信長に真偽を問われた酒井忠次は「イエス」と返答。証拠不十分のまま信康の謀反を認めました。この潔さに信長はそれ以上追求しませんでしたが、信康は切腹となりました。徳川家が潰されかねない、究極の選択でした。
晩年、息子の給料が安いので、可愛がってほしいと家康に頼みます。すると家康は「お前でも自分の子は可愛いんだね…」とチクリ。言葉もなく、酒井忠次はしずかに余生を送ったといいます。主家のためだったとはいえ、信康問題は家康と酒井忠次のあいだにシコリを残してしまいました。
酒井忠次の生涯をふりかえる
酒井忠次は、1527年に三河国・井田城に武士の次男として生まれます。祖先が徳川家康と同じ家柄でした。松平広忠の代から仕えていた酒井忠次は、広忠の子・家康に同行して今川家に出仕しました。今川義元が没した翌年の1561年に徳川家康の独立をはじめからサポートし、三河一向一揆などの困難を一緒に乗り越えました。
今川氏や武田氏との戦いで奮戦したほか、織田信長や北条氏直との外交に従事し、数々の難局で酒井忠次の知恵が活かされました。晩年は眼病に悩まされ、1596年に病気により山城国・桜井屋敷で亡くなりました。70歳でした。

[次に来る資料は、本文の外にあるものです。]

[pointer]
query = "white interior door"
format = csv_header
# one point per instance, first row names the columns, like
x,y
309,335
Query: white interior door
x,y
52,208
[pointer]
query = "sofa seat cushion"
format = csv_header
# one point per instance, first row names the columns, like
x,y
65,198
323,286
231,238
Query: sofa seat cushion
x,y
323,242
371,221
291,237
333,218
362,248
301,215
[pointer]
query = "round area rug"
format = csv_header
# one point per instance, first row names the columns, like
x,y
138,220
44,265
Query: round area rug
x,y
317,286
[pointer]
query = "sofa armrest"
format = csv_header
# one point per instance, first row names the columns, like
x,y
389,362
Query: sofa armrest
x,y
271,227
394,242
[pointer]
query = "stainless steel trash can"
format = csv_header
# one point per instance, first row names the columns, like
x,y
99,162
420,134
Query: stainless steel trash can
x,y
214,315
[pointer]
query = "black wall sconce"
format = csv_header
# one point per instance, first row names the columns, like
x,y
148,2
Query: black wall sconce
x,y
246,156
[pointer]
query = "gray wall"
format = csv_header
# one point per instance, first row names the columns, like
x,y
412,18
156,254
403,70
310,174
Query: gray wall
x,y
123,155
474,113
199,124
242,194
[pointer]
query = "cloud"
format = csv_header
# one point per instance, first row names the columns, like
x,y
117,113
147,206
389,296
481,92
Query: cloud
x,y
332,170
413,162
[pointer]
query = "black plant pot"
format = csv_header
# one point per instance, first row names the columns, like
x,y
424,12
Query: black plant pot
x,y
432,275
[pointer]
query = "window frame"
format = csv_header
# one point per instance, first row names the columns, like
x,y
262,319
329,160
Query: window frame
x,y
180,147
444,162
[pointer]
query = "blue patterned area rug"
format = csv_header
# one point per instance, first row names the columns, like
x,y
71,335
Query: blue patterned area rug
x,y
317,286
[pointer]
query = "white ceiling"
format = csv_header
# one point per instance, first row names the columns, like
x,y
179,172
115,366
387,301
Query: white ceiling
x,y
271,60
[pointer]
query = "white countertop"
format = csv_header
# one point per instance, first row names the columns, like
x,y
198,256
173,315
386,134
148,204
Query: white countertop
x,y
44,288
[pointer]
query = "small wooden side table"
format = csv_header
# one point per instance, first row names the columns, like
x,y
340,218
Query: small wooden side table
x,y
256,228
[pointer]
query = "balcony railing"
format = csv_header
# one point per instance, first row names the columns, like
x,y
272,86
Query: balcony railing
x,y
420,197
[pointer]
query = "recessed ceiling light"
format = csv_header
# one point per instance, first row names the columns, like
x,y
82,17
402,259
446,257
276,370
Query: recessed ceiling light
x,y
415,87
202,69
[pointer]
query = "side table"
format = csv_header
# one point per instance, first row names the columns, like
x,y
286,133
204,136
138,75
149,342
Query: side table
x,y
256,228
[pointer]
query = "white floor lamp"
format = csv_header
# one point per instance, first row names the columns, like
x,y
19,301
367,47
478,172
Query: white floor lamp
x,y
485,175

若手も中堅もまとめあげる人間力で、対外的な徳川の顔も務めた酒井忠次は、息子に家督を譲ったあとも徳川家のことをずっと気にかけていました。徳川家の繁栄と維持を第一に考えていました。
酒井忠次の性格と人物像
酒井忠次は「仕事ができる宴会部長」です。宴会の席で余興を披露するプロおじさんで、みんなを楽しませます。寄り添うサービス精神から湧き出る良い人オーラで、昨日の敵も今日の友に変えてしまう、敏腕営業マンです。

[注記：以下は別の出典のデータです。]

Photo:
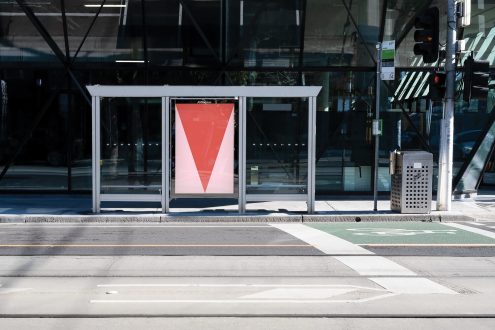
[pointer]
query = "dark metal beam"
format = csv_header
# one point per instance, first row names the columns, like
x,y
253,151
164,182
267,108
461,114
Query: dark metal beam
x,y
88,31
64,27
349,13
409,25
145,41
199,30
53,46
29,133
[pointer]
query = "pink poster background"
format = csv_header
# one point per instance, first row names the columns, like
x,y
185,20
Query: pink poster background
x,y
204,129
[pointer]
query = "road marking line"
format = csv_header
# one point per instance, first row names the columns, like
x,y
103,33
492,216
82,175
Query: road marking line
x,y
411,285
131,226
426,245
367,265
242,301
476,223
239,285
13,290
322,241
471,229
298,293
153,245
375,266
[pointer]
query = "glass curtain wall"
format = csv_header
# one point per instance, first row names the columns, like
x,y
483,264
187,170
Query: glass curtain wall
x,y
49,51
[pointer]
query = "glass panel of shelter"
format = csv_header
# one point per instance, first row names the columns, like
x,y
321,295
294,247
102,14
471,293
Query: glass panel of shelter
x,y
131,158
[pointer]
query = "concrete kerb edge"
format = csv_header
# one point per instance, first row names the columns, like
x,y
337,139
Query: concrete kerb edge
x,y
201,218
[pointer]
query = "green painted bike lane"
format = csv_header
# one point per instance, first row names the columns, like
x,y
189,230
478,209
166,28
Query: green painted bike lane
x,y
397,233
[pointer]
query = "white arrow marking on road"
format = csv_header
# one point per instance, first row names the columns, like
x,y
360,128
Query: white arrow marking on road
x,y
471,229
13,290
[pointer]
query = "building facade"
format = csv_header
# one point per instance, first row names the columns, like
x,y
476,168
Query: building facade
x,y
50,50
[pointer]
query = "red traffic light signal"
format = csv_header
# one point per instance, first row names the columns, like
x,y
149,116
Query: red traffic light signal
x,y
426,35
437,86
476,76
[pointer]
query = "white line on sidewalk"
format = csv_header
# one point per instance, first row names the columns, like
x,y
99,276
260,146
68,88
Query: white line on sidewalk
x,y
165,226
242,301
322,241
471,229
411,285
366,265
476,223
375,266
237,285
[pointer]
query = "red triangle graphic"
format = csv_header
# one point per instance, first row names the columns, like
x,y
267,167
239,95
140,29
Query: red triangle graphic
x,y
205,126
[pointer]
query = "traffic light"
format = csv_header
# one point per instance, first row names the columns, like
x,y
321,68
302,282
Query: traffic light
x,y
426,35
476,76
437,86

熟年の貫禄があり、織田信長や豊臣秀吉といった天下人も、忠次と会うときは緊張しましたが、忠次のほうは平然としていました。荒ぶる個性の徳川四天王を束ねるスゴみがあり、井伊直政に嫉妬する榊原康政を「うるせえ!」の一喝で黙らせます。
武器を握れば豪傑。甕通槍という愛用の槍で、水瓶に隠れた敵を瓶ごと突き倒したことがあります。
赤備えの具足に金ピカ鹿角の『朱塗黒糸威二枚胴具足』のほか、いくつかの甲冑が現存しています。『酒井の太鼓』として伝わる太鼓も残っています。
酒井忠次の能力を考えてみる

歴戦の猛者である酒井忠次は、合戦で強さを発揮します。確かな実績があり一目置かれる存在であるため、周囲からの人望も集めました。
酒井忠次のエピソードや逸話
すべらない宴会芸「海老すくい」で爆笑をさらう
武田軍との決戦に臨む長篠の戦い前夜、三方ヶ原で大敗を喫した武田騎馬隊の強さを知る徳川兵は、恐怖に震えていました。重苦しい空気のなか、徳川家康が「忠次、あれお願い」と、なにやらリクエストします。
「ははっ!では、参りますよ〜」
ささっと布を頭にかぶり、忠次は滑稽な腰つきで奇妙な踊りはじめました。

皆が拍子をつけると、忠次は手をかき、腰をふりふり踊ります。酒井忠次のすべらない宴会芸『海老すくい』です。一同、笑いのツボに入り、たちまち大爆笑の渦となりました。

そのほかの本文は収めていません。